さらなる情けなさ求めて
情けない顔探しの旅の最後は、寺社仏閣系をまわってみたい。旅先などでなんとなく訪れた神社やお寺で、ユーモラスな石像などを見かけたことはないだろうか。
そうした中には情けない系に分類されるものもあるはず。まず訪れたのは、新宿区にある鎧神社だ。
神社にある石像と言えばポピュラーなのが狛犬。本来は神様の守護獣である狛犬だが、様々な作風があったり、風雪に朽ちたりして味わい深い状態になっ たりしているものがありそうだ。
こちら鎧神社は名前こそ勇ましいが、そんな狛犬がいるらしい。
年代の古いものなのだろうか、ディティールがわからないくらいに古びてしまっている。全体的にはぎりぎりで犬、という感じだろうか。
こういう犬、マンガで見たことがあるような気がする。狛犬というと大抵ピリッとした雰囲気のあるものだが、こうした味わいのものがたまにあるのもいいではないか。
最後にやってきたのは、港区にある青松寺。ご覧の通り、とても立派な門のあるお寺だ。
この門の中に、四天王の像がある。今でこそ「四天王」というと「ものまね四天王」のようなある分野での実力者4人をまとめて言う場合に使われることが多いが、ここにはもちろんその由来となった四天王像があるわけだ。
持国天・増長天・広目天・多聞天の四天王。仏法を守護すべく存在で、寿命は500年というから今回のテーマである情けなさとはほど遠い存在だ。
ではなぜこんなに勇ましい像のところに来たか。それは、その足下で踏まれている方を見たかったからだ。
中には顔を踏まれて表情を確認できないものもあった。立場的には相当情けない状況にあるこの邪鬼たち。本人たちからすれば、わざわざこんな場面を像にすんなと思っているかもしれない。
四天王は4体あるので、邪鬼も4体あることになる。今回最も情けなく見えたのはこれだ。
情けない、という意味では最もその言葉に合う表情をしているように見えたこちらの邪鬼。各自お好みの悲鳴をつけてみていただきたい。
今回の情けない顔探しは、情けない顔を見てせつない気持ちになろうというものだったが、この邪鬼を見ると「悪いことはするもんじゃない…」と、背筋が伸びるような思いもしてきた。
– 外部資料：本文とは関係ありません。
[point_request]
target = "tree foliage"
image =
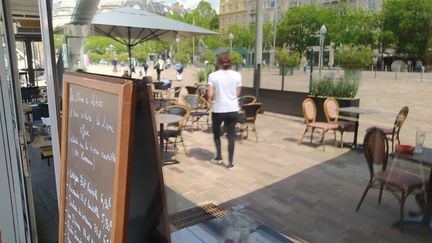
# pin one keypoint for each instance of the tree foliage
(410, 23)
(300, 26)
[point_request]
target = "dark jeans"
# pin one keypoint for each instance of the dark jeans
(229, 119)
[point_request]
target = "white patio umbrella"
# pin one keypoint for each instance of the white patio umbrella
(131, 27)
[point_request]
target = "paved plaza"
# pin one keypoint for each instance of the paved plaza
(305, 193)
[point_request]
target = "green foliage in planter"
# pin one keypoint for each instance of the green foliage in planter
(182, 56)
(236, 57)
(94, 57)
(340, 88)
(209, 56)
(287, 58)
(209, 69)
(354, 57)
(201, 75)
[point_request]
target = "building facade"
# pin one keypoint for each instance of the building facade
(243, 12)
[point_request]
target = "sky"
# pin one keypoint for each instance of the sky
(193, 3)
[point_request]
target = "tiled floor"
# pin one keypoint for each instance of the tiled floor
(307, 194)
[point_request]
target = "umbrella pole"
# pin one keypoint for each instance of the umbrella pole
(129, 49)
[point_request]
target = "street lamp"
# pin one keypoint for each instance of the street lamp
(311, 63)
(231, 37)
(178, 44)
(323, 31)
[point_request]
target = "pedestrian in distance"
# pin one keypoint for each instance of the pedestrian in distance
(223, 91)
(145, 67)
(114, 62)
(179, 70)
(159, 66)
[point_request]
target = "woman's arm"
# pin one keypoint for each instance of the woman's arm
(210, 93)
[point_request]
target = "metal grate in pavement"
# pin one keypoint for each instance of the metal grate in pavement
(196, 215)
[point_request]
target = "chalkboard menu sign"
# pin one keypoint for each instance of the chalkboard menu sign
(96, 130)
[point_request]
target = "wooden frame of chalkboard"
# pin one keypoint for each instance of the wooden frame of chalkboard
(99, 218)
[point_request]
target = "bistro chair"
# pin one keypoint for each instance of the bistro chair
(175, 95)
(400, 183)
(202, 91)
(246, 99)
(173, 135)
(199, 108)
(392, 133)
(309, 113)
(331, 110)
(249, 114)
(191, 89)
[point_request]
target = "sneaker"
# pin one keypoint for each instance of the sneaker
(217, 160)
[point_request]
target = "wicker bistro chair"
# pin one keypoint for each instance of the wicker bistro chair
(202, 91)
(248, 115)
(175, 95)
(309, 113)
(331, 110)
(191, 89)
(392, 133)
(246, 99)
(199, 108)
(173, 135)
(397, 181)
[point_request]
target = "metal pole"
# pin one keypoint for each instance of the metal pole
(320, 60)
(258, 44)
(193, 44)
(274, 32)
(129, 48)
(45, 8)
(311, 70)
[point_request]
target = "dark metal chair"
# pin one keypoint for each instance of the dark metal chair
(246, 99)
(331, 110)
(400, 183)
(248, 115)
(392, 133)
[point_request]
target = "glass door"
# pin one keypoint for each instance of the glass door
(14, 211)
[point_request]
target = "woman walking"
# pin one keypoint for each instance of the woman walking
(223, 91)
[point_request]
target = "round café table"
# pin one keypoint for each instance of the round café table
(163, 119)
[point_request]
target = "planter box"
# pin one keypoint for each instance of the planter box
(286, 71)
(290, 102)
(343, 102)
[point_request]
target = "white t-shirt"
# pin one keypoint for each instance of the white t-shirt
(225, 83)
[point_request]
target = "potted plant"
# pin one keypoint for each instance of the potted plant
(237, 59)
(353, 60)
(183, 57)
(344, 89)
(287, 61)
(201, 75)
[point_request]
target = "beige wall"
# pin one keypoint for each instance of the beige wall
(242, 12)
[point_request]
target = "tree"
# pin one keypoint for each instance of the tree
(205, 17)
(300, 26)
(410, 23)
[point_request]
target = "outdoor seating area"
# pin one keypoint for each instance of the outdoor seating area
(276, 185)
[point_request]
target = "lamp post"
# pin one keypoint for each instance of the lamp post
(311, 63)
(231, 38)
(178, 44)
(323, 31)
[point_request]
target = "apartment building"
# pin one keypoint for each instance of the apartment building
(243, 12)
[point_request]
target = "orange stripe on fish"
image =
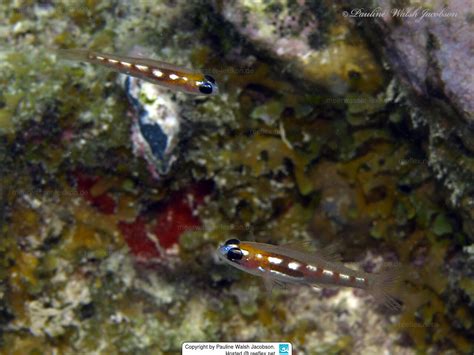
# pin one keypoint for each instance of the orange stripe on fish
(154, 71)
(286, 264)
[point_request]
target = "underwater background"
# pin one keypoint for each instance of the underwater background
(330, 125)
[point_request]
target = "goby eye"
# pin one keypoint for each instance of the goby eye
(234, 254)
(210, 79)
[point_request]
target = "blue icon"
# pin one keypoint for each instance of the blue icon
(284, 349)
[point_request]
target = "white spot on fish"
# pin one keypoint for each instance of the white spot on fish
(157, 73)
(294, 265)
(277, 273)
(274, 260)
(141, 67)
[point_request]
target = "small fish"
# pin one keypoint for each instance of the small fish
(288, 264)
(154, 71)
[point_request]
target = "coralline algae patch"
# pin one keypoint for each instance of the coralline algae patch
(148, 235)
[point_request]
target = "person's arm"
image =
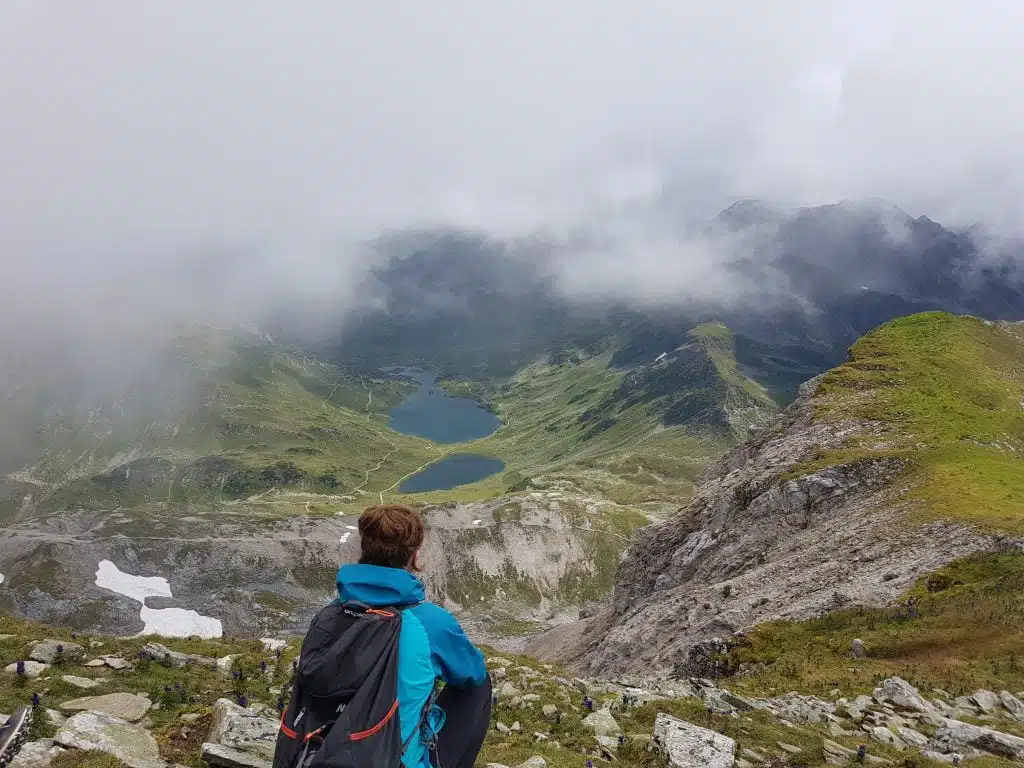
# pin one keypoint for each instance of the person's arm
(460, 662)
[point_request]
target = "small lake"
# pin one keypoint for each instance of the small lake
(458, 469)
(432, 414)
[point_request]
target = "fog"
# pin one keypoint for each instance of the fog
(162, 162)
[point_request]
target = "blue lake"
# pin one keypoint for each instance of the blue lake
(432, 414)
(457, 469)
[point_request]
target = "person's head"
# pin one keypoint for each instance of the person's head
(391, 536)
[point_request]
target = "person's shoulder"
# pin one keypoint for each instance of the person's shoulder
(433, 615)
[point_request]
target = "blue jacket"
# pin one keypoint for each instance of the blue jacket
(431, 646)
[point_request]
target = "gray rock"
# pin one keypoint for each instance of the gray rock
(858, 708)
(159, 652)
(900, 693)
(955, 736)
(688, 745)
(32, 669)
(987, 701)
(56, 718)
(601, 723)
(80, 682)
(1014, 706)
(122, 706)
(46, 651)
(508, 691)
(911, 737)
(131, 744)
(224, 757)
(37, 755)
(245, 730)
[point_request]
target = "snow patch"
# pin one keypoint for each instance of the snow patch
(166, 622)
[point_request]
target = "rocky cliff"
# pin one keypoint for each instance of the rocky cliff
(833, 506)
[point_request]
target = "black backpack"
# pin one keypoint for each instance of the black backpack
(344, 707)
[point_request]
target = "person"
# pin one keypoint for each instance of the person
(13, 734)
(432, 645)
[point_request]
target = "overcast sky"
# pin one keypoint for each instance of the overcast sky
(141, 132)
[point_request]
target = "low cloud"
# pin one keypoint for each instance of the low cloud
(222, 162)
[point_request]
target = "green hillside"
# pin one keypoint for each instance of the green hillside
(947, 393)
(237, 417)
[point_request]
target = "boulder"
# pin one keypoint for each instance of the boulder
(131, 744)
(688, 745)
(911, 737)
(508, 691)
(901, 694)
(858, 708)
(47, 651)
(245, 730)
(37, 755)
(80, 682)
(32, 669)
(601, 723)
(987, 701)
(956, 736)
(1014, 706)
(121, 706)
(219, 756)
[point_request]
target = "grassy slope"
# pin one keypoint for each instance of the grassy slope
(567, 744)
(969, 634)
(240, 408)
(550, 412)
(947, 392)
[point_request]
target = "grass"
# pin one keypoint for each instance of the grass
(968, 634)
(946, 394)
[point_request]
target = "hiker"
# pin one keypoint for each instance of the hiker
(367, 687)
(13, 734)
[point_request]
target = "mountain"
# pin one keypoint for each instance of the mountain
(810, 282)
(215, 417)
(902, 460)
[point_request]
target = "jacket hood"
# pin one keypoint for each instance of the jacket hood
(377, 585)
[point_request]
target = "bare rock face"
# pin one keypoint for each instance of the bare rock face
(762, 540)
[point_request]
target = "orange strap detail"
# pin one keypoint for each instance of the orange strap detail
(285, 729)
(381, 724)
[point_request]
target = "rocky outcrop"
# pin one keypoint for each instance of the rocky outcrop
(688, 745)
(525, 556)
(762, 540)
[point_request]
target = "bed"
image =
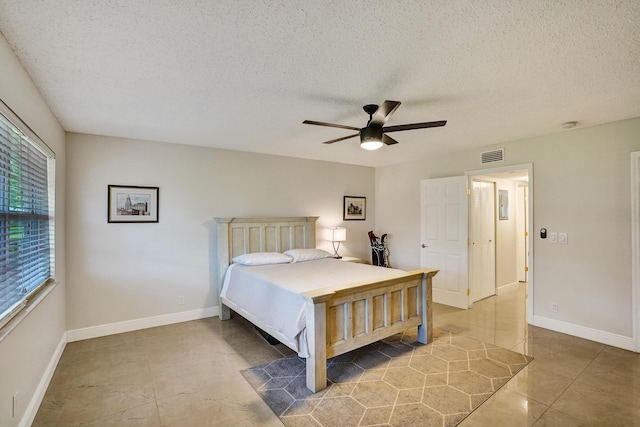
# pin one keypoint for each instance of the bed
(337, 317)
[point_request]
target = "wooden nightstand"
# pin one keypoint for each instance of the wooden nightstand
(350, 259)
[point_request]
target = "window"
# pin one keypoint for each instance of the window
(26, 221)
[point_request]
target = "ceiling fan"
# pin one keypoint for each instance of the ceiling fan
(374, 135)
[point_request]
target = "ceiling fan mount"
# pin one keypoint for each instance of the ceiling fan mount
(374, 134)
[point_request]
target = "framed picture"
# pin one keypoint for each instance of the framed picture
(132, 204)
(355, 208)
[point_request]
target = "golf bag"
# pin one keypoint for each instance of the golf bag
(379, 250)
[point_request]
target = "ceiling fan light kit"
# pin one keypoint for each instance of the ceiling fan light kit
(373, 136)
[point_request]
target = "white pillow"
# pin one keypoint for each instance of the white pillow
(262, 258)
(300, 255)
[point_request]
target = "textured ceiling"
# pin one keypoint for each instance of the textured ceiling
(243, 75)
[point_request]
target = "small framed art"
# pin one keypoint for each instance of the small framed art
(132, 204)
(355, 208)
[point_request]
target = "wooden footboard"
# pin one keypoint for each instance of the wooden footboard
(341, 321)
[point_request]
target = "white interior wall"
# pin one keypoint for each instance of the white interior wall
(126, 272)
(29, 353)
(582, 187)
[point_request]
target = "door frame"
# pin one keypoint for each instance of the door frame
(473, 285)
(529, 168)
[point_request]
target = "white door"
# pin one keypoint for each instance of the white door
(483, 247)
(444, 227)
(522, 226)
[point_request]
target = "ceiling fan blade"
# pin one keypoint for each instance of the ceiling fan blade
(341, 139)
(415, 126)
(311, 122)
(388, 140)
(383, 113)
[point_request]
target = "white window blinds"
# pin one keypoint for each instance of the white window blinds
(25, 218)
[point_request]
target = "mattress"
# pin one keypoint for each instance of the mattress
(271, 294)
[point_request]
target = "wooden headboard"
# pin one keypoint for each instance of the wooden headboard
(238, 236)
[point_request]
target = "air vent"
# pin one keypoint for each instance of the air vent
(493, 156)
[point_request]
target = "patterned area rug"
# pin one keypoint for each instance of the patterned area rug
(395, 382)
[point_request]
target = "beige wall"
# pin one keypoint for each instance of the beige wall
(27, 353)
(123, 272)
(581, 182)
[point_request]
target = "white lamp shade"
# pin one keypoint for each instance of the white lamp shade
(337, 234)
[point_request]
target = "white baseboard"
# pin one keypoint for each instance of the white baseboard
(608, 338)
(137, 324)
(36, 399)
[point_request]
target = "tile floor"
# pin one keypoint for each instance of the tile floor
(188, 375)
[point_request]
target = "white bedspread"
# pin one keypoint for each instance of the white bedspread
(271, 293)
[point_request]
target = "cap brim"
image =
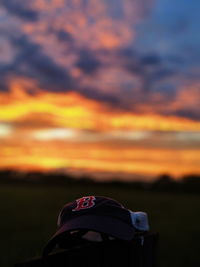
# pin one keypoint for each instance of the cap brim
(108, 225)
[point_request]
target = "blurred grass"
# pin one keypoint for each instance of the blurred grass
(29, 214)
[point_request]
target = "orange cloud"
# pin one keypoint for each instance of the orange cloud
(73, 110)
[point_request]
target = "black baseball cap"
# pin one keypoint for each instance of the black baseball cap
(96, 213)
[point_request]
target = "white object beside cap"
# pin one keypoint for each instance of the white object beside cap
(140, 220)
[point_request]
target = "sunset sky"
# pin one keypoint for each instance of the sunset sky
(109, 88)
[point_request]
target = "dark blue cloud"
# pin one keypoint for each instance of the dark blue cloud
(88, 62)
(32, 62)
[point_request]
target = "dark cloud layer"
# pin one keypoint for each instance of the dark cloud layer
(153, 66)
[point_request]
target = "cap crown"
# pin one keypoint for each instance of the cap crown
(94, 205)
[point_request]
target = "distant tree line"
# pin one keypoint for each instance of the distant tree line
(163, 183)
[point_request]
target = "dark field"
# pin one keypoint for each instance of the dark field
(29, 214)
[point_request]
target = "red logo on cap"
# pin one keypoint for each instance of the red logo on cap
(84, 203)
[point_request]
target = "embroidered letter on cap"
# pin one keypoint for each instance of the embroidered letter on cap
(84, 203)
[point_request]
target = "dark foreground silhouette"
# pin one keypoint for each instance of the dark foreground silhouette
(163, 183)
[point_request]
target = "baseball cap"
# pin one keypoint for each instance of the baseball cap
(100, 214)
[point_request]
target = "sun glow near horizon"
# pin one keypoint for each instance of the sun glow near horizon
(48, 131)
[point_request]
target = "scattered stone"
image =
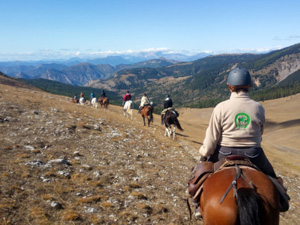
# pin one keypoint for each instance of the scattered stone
(56, 205)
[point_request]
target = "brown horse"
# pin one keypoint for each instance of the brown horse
(104, 102)
(75, 100)
(147, 112)
(256, 199)
(170, 118)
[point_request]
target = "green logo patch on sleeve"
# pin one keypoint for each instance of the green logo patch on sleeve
(242, 120)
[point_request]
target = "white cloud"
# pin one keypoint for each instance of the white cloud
(48, 54)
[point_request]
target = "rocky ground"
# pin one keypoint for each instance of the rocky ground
(62, 163)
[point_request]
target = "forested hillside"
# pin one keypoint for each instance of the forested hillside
(202, 83)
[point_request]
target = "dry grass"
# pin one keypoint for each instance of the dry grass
(124, 172)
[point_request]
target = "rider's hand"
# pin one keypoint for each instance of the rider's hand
(202, 158)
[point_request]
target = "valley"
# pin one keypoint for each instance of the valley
(62, 163)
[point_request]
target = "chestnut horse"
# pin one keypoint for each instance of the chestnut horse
(249, 198)
(170, 118)
(104, 102)
(147, 112)
(75, 100)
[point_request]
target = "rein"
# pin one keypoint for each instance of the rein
(233, 185)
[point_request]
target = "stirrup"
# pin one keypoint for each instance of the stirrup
(197, 214)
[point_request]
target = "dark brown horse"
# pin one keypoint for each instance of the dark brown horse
(256, 200)
(170, 118)
(147, 112)
(75, 100)
(104, 102)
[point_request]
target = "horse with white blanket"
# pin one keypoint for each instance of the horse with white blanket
(128, 109)
(94, 103)
(81, 101)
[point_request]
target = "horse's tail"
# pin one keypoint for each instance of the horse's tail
(249, 203)
(151, 114)
(176, 122)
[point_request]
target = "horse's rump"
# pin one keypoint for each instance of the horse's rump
(75, 100)
(226, 198)
(128, 105)
(170, 118)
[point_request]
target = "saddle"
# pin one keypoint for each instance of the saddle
(204, 170)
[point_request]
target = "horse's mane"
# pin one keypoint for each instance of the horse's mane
(249, 204)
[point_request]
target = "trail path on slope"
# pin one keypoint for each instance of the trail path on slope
(62, 163)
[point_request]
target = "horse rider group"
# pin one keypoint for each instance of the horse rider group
(167, 105)
(235, 128)
(91, 96)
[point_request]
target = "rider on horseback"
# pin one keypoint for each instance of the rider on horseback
(127, 97)
(144, 101)
(92, 95)
(168, 104)
(103, 94)
(236, 127)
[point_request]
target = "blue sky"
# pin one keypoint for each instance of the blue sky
(49, 29)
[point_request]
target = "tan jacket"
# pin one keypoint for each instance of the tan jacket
(144, 101)
(237, 122)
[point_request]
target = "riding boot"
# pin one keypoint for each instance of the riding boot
(197, 213)
(284, 197)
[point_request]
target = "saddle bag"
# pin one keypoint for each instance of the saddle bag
(199, 175)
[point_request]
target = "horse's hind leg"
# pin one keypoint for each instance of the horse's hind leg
(174, 129)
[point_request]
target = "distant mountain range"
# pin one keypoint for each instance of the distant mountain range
(198, 83)
(79, 74)
(194, 83)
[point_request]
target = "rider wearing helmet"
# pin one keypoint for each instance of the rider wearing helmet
(127, 97)
(168, 104)
(144, 101)
(103, 94)
(92, 95)
(236, 127)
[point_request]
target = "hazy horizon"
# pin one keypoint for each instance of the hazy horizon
(39, 30)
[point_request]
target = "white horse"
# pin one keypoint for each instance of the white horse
(128, 109)
(94, 103)
(81, 101)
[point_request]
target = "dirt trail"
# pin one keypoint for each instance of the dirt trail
(62, 163)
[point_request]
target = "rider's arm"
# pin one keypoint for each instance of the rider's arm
(213, 134)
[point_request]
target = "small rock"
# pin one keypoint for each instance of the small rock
(56, 205)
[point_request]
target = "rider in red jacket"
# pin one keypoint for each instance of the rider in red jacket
(127, 97)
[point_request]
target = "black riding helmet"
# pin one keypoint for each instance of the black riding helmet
(239, 77)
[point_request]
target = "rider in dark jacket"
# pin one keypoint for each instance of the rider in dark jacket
(168, 102)
(103, 93)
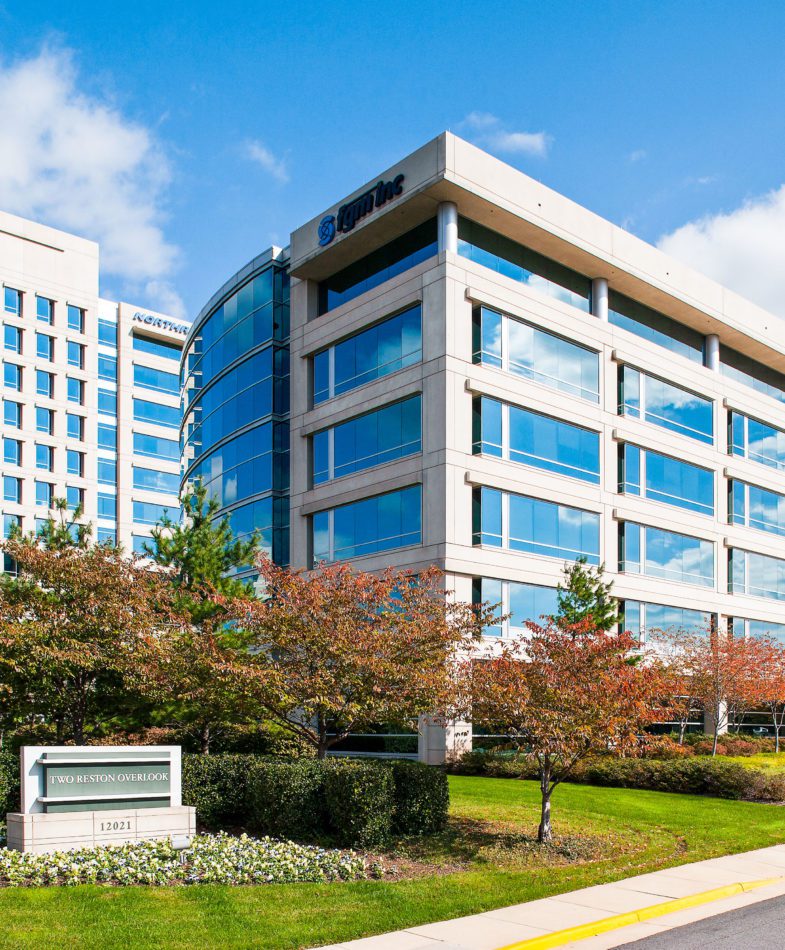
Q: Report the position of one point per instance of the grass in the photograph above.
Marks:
(485, 860)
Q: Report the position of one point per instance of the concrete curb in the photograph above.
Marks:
(570, 934)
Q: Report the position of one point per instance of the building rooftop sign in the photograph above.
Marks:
(351, 212)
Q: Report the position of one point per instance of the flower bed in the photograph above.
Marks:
(211, 859)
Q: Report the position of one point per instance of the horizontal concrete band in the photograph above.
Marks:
(561, 937)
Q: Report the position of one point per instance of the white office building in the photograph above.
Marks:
(90, 391)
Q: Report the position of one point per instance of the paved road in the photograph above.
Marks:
(757, 927)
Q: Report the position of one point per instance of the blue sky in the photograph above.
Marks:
(188, 137)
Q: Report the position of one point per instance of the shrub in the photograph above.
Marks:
(691, 775)
(210, 859)
(422, 798)
(217, 786)
(286, 799)
(360, 802)
(10, 783)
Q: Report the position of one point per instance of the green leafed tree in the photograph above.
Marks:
(585, 595)
(201, 556)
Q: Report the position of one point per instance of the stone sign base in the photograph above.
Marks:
(65, 831)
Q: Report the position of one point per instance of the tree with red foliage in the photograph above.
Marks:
(563, 693)
(330, 653)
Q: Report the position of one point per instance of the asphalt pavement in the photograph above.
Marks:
(757, 927)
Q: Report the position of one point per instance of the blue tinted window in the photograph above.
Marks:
(153, 480)
(44, 457)
(44, 420)
(74, 426)
(107, 332)
(107, 471)
(663, 404)
(75, 318)
(161, 415)
(44, 383)
(757, 507)
(12, 301)
(378, 267)
(757, 441)
(667, 480)
(74, 497)
(12, 338)
(241, 467)
(145, 512)
(12, 376)
(74, 462)
(10, 522)
(44, 494)
(107, 402)
(382, 349)
(155, 446)
(12, 489)
(107, 367)
(519, 604)
(666, 554)
(107, 436)
(655, 327)
(145, 344)
(538, 440)
(535, 354)
(107, 505)
(647, 621)
(75, 390)
(374, 438)
(12, 414)
(148, 378)
(758, 575)
(44, 310)
(535, 526)
(76, 356)
(12, 451)
(513, 260)
(381, 523)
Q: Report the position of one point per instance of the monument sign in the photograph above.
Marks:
(80, 796)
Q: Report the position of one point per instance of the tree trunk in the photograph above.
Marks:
(545, 832)
(204, 738)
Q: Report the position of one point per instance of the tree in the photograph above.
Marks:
(563, 693)
(337, 651)
(200, 556)
(80, 627)
(726, 673)
(586, 595)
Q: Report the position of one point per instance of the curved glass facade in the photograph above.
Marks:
(235, 383)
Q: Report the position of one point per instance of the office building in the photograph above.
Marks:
(488, 377)
(91, 391)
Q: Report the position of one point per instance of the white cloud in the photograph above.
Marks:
(742, 249)
(76, 162)
(488, 131)
(259, 153)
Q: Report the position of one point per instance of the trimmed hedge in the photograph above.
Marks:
(690, 775)
(360, 800)
(357, 802)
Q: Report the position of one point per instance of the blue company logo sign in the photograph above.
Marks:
(350, 213)
(326, 230)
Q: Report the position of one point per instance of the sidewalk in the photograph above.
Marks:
(499, 928)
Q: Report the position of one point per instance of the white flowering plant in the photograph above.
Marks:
(211, 859)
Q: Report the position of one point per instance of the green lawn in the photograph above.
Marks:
(487, 841)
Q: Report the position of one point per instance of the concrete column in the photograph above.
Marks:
(599, 298)
(711, 358)
(447, 227)
(439, 741)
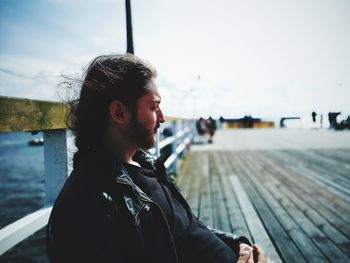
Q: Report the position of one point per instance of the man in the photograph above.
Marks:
(118, 205)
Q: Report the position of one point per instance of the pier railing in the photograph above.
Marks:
(49, 118)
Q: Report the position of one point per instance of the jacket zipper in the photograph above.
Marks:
(124, 182)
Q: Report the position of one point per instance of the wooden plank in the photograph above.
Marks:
(194, 194)
(221, 219)
(325, 194)
(324, 203)
(205, 210)
(256, 227)
(31, 115)
(235, 216)
(281, 239)
(315, 226)
(320, 240)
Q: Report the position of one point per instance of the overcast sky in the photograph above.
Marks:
(233, 58)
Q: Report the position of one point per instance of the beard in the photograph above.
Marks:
(144, 137)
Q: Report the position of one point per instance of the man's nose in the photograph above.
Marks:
(160, 116)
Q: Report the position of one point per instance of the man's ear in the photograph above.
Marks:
(117, 111)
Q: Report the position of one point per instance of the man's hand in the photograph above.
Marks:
(246, 254)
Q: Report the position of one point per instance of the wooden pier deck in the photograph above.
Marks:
(292, 198)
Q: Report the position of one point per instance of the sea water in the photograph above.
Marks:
(22, 191)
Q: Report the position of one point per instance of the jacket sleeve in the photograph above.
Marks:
(84, 231)
(230, 240)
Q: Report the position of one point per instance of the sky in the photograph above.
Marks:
(230, 58)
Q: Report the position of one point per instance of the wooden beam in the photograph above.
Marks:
(31, 115)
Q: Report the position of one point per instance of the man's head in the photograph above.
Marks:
(114, 89)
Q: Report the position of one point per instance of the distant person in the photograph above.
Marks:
(313, 115)
(211, 124)
(118, 204)
(201, 126)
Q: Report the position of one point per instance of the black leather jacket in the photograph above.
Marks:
(102, 216)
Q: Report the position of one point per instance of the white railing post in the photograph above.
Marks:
(56, 163)
(175, 128)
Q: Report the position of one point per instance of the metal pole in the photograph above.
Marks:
(130, 43)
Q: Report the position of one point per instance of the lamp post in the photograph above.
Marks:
(130, 43)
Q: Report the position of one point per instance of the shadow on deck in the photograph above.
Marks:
(298, 200)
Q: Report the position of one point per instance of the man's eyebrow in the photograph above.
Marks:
(157, 100)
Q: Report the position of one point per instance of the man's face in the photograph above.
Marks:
(146, 120)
世の中にあふれるかっこよさや美しさに対して、ひっそりと隠れてそこにある情けなさ。それは基本的に人に見せるものではないからこそ、たまたま見つけたときには妙なうれしさのようなものを感じるのかもしれない。
恐竜展のおみやげ売場には、情けな恐竜「エクサエレトドン」のフィギュアもあった。展示品に負けない情けなさに打たれて買おうと思ったが、妻から「これ、部屋に置きたくない…」と言われて断念しました。